Current 3D content is based on a film source, which has a rate of 24 frame per second. Television broadcasts are at either a 50 Hz or a 60 Hz refresh rate. To convert a film source for television broadcast, there needs to be a frame rate conversion. This is typically accomplished by a frame rate conversion (FRC) process.
One way of performing FRC on a film source to a 60 Hz refresh rate is to use a 2:3 pulldown, in which a first frame is displayed twice and a second frame is displayed three times. This is repeated for each pair of frames in the film source. Because the frame rate for television is not the same as that for film, there is a motion judder problem (i.e., the viewer may notice that motion within the image is not smooth) introduced during the 2:3 pulldown.
Occlusion Problem
The output of the FRC process is a new (middle) frame that is placed between successive source frames.
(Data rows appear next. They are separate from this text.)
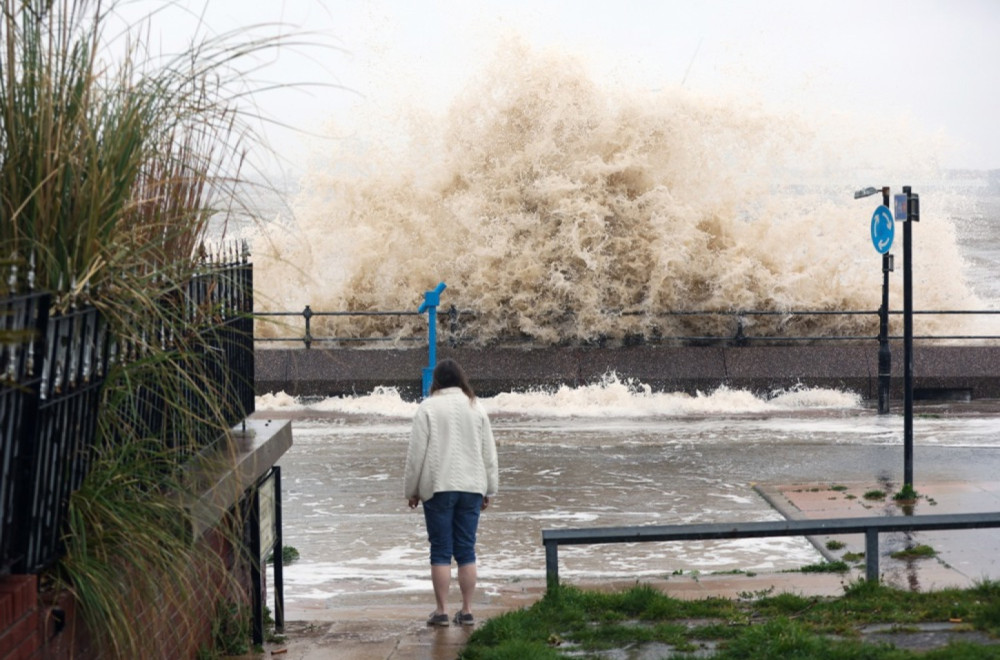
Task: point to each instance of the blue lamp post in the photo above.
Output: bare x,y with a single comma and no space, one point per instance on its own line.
431,300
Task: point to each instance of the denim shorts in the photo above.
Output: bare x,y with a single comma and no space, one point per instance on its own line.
452,518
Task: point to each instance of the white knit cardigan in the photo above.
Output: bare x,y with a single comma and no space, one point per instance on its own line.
451,447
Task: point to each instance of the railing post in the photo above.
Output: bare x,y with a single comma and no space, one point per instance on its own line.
307,314
551,564
871,555
431,300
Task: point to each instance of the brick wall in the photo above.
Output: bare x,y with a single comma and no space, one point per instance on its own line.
19,634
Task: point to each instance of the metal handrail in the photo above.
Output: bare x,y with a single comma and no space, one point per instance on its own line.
451,316
870,527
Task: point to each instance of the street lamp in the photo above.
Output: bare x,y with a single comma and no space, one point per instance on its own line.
884,352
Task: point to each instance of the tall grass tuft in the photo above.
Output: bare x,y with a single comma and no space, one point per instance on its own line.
112,162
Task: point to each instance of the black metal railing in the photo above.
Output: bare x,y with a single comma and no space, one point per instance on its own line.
308,338
52,369
454,328
23,320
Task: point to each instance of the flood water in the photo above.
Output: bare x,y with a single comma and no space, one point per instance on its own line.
632,460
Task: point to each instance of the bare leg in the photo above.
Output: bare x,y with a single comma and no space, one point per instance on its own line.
467,583
441,579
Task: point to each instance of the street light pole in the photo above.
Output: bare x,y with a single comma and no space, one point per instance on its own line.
912,215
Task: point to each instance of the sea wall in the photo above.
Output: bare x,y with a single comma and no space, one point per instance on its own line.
939,371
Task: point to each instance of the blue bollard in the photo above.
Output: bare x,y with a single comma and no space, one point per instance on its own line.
431,300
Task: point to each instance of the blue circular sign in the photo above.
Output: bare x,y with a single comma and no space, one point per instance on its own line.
883,229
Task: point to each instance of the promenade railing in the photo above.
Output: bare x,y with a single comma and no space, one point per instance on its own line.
453,327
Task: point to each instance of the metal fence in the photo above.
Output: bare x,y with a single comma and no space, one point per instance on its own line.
52,369
452,325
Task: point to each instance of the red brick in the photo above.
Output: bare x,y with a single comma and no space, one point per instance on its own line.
28,649
24,590
6,611
21,640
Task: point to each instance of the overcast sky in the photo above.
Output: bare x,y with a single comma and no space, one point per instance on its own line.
934,62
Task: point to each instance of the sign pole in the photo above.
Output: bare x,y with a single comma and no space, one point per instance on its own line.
884,351
912,215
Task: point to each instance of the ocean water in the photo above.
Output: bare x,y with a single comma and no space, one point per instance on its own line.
606,454
551,202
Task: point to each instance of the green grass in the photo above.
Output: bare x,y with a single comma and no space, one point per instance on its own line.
587,623
112,161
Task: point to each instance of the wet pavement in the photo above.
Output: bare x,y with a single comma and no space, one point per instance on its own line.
390,625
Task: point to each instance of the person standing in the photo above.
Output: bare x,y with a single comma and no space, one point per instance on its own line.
451,466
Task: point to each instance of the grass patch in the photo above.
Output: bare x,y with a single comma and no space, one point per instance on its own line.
589,624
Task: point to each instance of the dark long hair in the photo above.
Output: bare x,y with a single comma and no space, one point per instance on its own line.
447,373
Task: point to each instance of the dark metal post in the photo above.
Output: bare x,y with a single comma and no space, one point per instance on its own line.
256,578
911,217
871,555
279,564
551,564
884,352
307,314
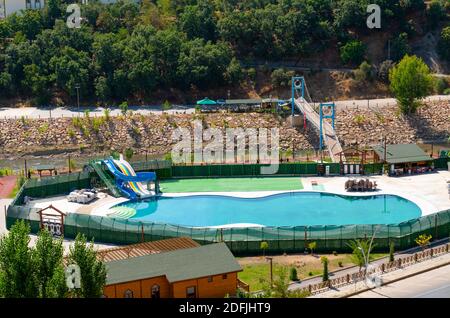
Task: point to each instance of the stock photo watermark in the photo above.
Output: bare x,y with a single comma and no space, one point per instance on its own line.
234,145
73,277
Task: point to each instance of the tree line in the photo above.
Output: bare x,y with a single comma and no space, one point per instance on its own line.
39,271
129,49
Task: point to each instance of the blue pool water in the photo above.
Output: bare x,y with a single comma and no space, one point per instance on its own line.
287,209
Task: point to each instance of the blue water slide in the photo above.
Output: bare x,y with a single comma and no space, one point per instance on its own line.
123,181
140,176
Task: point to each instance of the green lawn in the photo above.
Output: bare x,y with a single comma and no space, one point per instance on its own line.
231,184
255,274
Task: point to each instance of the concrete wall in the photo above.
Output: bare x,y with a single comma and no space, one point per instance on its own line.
218,288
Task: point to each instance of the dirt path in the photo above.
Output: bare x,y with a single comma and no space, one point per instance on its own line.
7,185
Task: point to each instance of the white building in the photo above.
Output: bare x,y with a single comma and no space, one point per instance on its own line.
8,7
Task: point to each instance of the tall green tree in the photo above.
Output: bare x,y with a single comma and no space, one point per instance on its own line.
92,270
17,276
48,264
444,44
410,81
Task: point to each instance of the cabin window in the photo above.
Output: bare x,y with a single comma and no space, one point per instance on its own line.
156,291
190,292
128,293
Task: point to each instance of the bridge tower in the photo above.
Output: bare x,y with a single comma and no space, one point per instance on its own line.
298,88
328,113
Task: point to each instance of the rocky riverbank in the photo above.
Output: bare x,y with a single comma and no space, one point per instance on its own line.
153,134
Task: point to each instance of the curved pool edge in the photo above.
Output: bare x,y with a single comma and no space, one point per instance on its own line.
425,207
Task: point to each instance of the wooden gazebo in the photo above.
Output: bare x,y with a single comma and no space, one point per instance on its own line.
52,219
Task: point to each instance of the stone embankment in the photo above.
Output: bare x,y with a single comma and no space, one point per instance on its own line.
153,133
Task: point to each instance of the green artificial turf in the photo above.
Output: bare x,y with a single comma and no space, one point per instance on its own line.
231,184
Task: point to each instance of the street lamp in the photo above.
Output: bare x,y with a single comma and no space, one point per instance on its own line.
77,86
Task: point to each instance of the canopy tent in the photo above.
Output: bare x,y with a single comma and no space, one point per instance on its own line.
206,101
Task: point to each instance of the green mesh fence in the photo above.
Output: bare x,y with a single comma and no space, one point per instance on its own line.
51,186
247,241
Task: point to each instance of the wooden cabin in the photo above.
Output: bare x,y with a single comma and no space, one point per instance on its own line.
403,159
208,271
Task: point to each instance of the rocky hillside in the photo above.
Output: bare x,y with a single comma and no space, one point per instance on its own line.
153,134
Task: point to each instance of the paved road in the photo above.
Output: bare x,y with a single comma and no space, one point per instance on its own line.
47,112
354,269
34,112
4,203
433,284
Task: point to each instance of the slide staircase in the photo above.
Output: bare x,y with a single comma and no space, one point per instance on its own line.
107,179
329,135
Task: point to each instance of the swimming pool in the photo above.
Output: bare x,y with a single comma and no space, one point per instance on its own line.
286,209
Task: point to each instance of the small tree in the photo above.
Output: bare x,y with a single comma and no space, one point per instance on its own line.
129,153
166,105
293,274
264,245
312,246
383,70
17,279
360,250
92,270
48,260
444,44
410,81
124,108
391,251
423,240
280,286
324,261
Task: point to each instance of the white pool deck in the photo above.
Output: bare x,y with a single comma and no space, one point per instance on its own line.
428,191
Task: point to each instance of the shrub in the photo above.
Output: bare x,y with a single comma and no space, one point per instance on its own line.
410,80
166,105
124,108
359,119
251,74
71,133
293,274
440,85
383,70
391,251
444,44
353,52
400,47
43,128
364,72
107,114
281,77
129,153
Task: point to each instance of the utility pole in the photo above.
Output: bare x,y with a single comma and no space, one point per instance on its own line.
389,49
78,96
26,170
270,259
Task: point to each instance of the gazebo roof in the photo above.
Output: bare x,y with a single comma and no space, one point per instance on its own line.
206,101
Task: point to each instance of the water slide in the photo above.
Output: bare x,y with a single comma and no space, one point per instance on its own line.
128,181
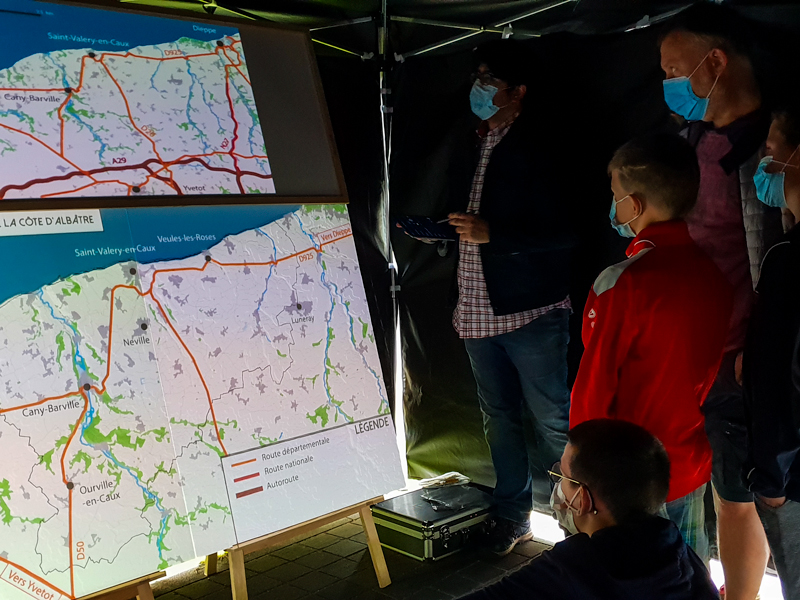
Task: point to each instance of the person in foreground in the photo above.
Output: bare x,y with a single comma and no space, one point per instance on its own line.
513,284
772,363
610,485
655,324
711,82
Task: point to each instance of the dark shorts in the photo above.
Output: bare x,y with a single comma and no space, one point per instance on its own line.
727,433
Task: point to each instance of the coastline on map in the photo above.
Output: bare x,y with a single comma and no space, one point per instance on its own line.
67,27
43,259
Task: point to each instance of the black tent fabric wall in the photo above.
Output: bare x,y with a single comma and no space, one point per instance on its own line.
590,94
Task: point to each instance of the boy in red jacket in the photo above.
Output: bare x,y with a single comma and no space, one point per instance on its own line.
655,324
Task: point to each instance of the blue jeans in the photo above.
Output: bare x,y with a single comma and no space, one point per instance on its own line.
523,375
782,526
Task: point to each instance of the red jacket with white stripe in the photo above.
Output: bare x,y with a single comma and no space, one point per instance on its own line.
654,329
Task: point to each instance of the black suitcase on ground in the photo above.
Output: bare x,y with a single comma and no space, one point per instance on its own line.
432,523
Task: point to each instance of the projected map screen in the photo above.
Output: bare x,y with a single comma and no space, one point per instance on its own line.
175,380
103,103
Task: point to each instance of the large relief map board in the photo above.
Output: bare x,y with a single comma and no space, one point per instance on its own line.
104,103
177,380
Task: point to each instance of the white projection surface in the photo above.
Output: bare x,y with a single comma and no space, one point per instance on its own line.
177,380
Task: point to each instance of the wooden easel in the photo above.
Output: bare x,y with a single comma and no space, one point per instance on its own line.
237,553
138,588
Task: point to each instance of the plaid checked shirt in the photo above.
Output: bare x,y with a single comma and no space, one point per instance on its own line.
473,316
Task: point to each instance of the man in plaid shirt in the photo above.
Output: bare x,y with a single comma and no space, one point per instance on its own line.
513,307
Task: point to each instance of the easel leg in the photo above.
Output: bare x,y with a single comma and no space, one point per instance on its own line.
375,549
238,576
211,564
144,591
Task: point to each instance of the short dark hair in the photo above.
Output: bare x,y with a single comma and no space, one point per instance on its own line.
505,59
720,26
621,464
662,169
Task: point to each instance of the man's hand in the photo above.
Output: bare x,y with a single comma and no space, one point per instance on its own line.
773,502
470,228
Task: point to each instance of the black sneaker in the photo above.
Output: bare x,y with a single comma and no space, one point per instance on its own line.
507,534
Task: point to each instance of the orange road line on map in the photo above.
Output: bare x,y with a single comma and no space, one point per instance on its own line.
108,374
69,490
103,55
61,120
133,122
197,368
165,164
46,146
42,401
102,390
80,189
36,577
236,64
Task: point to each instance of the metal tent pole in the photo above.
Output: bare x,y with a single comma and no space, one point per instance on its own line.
479,30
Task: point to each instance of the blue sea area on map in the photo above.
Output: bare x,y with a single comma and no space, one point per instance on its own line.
29,27
30,262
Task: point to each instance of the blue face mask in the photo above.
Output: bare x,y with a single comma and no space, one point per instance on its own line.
624,229
769,186
682,100
481,100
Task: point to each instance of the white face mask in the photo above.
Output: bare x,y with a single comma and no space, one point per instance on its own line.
558,502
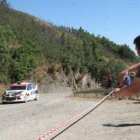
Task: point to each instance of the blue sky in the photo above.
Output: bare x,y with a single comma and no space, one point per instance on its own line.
118,20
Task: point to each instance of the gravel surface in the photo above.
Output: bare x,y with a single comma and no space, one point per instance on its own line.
113,120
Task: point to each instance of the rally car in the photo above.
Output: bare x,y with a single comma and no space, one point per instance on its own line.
20,92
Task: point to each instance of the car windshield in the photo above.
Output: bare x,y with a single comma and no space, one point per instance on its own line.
17,88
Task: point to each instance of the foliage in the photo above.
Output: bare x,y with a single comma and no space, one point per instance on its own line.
25,42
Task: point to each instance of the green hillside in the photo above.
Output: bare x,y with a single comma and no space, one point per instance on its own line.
31,48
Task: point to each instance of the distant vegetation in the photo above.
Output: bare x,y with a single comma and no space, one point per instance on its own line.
27,43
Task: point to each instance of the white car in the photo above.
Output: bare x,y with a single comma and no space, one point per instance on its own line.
20,92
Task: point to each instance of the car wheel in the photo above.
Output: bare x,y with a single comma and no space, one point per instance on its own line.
26,99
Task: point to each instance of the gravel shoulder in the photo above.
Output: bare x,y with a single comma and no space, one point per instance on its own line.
114,119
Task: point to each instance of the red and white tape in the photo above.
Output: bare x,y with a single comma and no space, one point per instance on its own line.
63,126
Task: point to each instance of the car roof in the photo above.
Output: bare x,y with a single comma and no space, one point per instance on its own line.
19,84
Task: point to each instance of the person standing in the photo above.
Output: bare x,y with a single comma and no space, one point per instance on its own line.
135,86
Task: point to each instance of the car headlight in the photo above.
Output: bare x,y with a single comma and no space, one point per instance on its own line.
18,93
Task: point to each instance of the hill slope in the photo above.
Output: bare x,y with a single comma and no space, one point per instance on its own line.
31,49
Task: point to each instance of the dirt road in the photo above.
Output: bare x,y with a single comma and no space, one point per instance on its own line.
113,120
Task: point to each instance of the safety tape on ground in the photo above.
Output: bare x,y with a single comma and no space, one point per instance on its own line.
63,126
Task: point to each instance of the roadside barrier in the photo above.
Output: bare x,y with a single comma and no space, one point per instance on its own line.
50,135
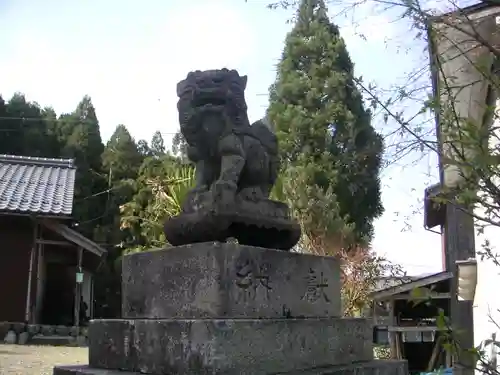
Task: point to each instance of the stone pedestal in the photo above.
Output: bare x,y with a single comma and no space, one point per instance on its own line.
215,308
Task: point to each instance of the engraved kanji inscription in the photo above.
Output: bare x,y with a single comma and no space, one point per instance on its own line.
250,277
317,284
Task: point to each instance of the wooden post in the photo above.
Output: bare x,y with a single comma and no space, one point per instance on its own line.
78,288
392,334
27,311
459,244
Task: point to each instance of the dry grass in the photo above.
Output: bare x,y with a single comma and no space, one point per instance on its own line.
39,360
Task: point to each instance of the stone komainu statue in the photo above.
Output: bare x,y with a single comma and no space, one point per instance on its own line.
236,167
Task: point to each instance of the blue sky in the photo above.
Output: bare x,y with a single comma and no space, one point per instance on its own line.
128,56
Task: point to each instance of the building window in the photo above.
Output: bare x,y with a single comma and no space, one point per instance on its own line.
380,336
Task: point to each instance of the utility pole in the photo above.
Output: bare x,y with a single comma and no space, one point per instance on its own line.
461,87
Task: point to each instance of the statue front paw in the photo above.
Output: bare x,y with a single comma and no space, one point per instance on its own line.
224,193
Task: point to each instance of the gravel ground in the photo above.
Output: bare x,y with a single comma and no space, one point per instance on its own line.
38,360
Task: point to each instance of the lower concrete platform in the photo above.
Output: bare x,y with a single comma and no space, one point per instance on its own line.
206,346
363,368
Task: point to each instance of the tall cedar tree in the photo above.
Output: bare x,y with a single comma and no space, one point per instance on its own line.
321,122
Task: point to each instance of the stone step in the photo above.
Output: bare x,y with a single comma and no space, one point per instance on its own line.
53,340
225,280
362,368
228,346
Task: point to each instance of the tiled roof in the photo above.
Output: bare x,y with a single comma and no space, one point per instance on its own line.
36,185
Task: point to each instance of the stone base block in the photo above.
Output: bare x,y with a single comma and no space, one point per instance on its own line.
224,280
239,346
365,368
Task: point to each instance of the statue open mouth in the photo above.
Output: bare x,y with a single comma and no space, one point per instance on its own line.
209,99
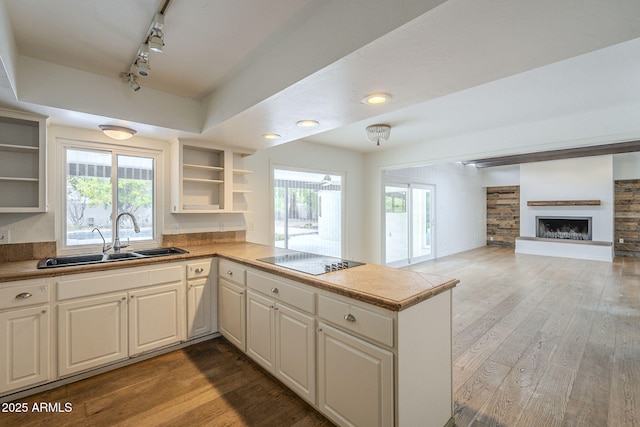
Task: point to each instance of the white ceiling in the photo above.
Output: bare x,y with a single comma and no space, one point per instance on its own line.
233,70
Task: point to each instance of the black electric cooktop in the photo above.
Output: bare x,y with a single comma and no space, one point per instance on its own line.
310,263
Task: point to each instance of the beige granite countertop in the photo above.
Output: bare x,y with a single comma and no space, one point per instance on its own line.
386,287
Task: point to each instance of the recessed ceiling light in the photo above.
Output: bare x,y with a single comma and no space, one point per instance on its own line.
376,98
117,132
307,123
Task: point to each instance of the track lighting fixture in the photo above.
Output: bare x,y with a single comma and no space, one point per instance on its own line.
154,42
132,80
142,62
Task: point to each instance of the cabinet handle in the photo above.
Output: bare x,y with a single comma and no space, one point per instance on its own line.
349,317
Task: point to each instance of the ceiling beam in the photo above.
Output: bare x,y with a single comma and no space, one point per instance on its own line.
569,153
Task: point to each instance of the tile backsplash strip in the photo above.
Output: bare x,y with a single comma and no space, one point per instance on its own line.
27,251
38,250
196,239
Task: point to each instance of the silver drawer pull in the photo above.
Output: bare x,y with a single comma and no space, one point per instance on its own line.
349,317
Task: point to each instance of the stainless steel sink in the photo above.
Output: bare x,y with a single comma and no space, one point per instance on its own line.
160,252
75,260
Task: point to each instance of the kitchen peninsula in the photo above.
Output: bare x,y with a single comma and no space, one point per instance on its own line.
368,345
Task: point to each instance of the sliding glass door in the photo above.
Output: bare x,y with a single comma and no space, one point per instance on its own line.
409,233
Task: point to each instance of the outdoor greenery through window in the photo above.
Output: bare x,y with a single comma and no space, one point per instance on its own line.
308,212
93,201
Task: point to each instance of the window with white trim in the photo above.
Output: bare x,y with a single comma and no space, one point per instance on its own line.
101,182
308,210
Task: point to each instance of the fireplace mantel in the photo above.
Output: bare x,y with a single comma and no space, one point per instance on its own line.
563,203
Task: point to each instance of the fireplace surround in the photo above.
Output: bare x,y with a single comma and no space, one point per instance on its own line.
564,227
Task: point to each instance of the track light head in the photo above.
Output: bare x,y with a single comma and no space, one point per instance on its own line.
142,66
133,83
156,40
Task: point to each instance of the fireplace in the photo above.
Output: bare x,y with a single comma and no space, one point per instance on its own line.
562,227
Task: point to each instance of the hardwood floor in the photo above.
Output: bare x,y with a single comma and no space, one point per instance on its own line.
207,384
538,341
542,341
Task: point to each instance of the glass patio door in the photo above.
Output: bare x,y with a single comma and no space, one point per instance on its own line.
409,233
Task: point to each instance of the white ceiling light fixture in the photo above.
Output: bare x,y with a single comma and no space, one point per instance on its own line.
377,132
117,132
376,98
307,123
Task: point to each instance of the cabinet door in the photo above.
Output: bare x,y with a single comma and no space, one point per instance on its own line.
231,313
91,332
156,317
24,358
295,351
260,330
355,379
198,307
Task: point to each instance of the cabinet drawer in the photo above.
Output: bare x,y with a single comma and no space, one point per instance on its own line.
21,296
354,318
279,290
199,269
232,272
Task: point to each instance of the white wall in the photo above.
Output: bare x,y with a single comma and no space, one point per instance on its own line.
460,214
313,157
43,227
586,178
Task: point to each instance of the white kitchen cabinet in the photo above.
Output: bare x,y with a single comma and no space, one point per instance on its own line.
24,335
201,300
261,339
296,351
206,179
22,162
231,313
280,335
281,340
156,317
108,317
91,332
355,379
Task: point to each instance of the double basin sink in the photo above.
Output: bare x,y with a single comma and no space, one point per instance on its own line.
75,260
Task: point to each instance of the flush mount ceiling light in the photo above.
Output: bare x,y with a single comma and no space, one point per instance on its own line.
117,132
377,132
376,98
153,41
307,123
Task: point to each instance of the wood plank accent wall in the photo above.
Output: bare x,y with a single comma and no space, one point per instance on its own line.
503,215
627,217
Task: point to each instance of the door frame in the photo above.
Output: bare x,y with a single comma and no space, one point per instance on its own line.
410,185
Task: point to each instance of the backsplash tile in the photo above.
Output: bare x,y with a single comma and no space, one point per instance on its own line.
27,251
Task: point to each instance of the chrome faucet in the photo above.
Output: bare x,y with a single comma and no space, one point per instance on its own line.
105,247
116,241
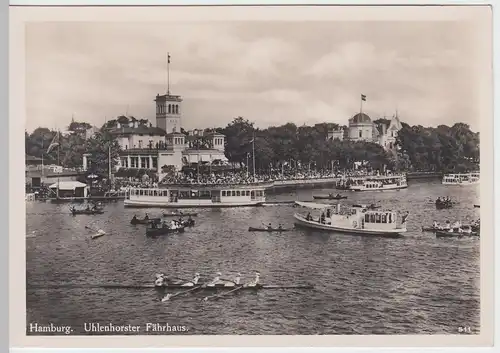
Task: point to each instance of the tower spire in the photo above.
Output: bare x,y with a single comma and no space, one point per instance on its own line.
168,73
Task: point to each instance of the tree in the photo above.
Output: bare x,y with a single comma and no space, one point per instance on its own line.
98,149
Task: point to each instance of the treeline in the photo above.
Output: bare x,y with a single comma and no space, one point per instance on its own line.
72,147
441,149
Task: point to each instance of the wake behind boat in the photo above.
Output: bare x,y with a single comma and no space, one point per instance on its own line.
329,197
352,220
221,286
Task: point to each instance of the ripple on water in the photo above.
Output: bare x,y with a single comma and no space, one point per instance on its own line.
413,285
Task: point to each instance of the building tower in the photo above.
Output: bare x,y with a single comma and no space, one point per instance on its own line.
169,112
169,108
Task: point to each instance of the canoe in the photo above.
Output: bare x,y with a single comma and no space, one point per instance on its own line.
100,233
252,229
180,214
446,234
329,197
162,231
441,206
188,223
88,212
144,220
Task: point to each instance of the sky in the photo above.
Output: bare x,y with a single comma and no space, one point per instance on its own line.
268,72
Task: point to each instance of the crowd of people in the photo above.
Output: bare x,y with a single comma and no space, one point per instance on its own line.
243,177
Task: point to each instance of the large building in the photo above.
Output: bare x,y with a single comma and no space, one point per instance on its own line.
155,149
362,128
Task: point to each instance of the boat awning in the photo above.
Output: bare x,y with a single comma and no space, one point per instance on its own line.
68,185
317,206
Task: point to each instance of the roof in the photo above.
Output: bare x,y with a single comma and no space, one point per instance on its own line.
68,185
360,118
168,98
140,130
201,150
141,151
173,134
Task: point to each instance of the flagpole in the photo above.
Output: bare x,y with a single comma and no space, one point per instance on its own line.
253,153
168,73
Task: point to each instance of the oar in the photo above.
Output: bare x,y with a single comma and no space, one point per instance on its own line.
168,296
215,296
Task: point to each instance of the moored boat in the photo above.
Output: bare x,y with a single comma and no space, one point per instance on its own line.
379,183
180,214
94,211
352,220
145,220
329,197
461,179
155,229
253,229
452,233
199,195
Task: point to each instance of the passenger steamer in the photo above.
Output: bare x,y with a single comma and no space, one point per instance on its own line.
198,195
379,183
356,219
461,179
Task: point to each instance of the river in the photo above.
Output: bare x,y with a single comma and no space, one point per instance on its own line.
417,284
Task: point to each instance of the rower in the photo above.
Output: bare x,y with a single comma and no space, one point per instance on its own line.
193,282
215,281
255,282
160,280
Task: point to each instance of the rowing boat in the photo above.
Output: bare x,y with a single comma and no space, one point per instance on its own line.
230,287
252,229
135,220
329,197
180,214
447,234
75,212
151,232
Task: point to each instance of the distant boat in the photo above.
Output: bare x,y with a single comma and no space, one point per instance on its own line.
355,220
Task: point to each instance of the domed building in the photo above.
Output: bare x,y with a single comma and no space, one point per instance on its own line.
361,128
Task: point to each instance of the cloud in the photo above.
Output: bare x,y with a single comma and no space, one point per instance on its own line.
271,73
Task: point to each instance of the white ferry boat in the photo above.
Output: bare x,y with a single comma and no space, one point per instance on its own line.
379,183
198,195
355,219
461,179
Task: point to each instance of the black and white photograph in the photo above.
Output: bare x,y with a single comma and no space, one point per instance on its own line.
284,177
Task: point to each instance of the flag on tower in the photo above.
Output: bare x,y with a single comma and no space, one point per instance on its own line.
55,142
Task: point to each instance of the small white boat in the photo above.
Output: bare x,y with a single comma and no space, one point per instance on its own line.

A problem with the new frame can arise if there is missing information regarding an obscured or hidden object in the background. If there is missing information, FRC cannot accurately produce the middle frame. This is referred to as the occlusion problem. If the middle frame is produced by motion estimation (determining a motion vector) and motion compensation (applying the motion vector to reduce the effects of motion), i.e., by the FRC process, then some immaterial images may be produced. This problem exists in both 2D images and in 3D images, where the hidden material can be in the left image, the right image, or both.
An example of an occlusion region is shown in FIG. 1, which shows five frames—a current frame (N), two previous frames (N−2, N−1), and two later frames (N+1, N+2). In normal FRC, an occlusion region shows no good matching motion vectors. If there is a motion vector field discontinuity in a homogeneous region, this could lead to potential occlusion regions because the correct motion vector could not be estimated due to the discontinuity. The motion vector discontinuity due to occlusion could be detected be comparing the motion vectors between frames N−2 and N−1 and between frames N−1 and N+1. To be able to handle the occlusion region correctly, more than four consecutive frames of data will be needed, creating a complex solution.
There is therefore a need to reduce judder when converting a film source, in particular with a 3D film source. There is also a need to address the occlusion problem in 3D sources.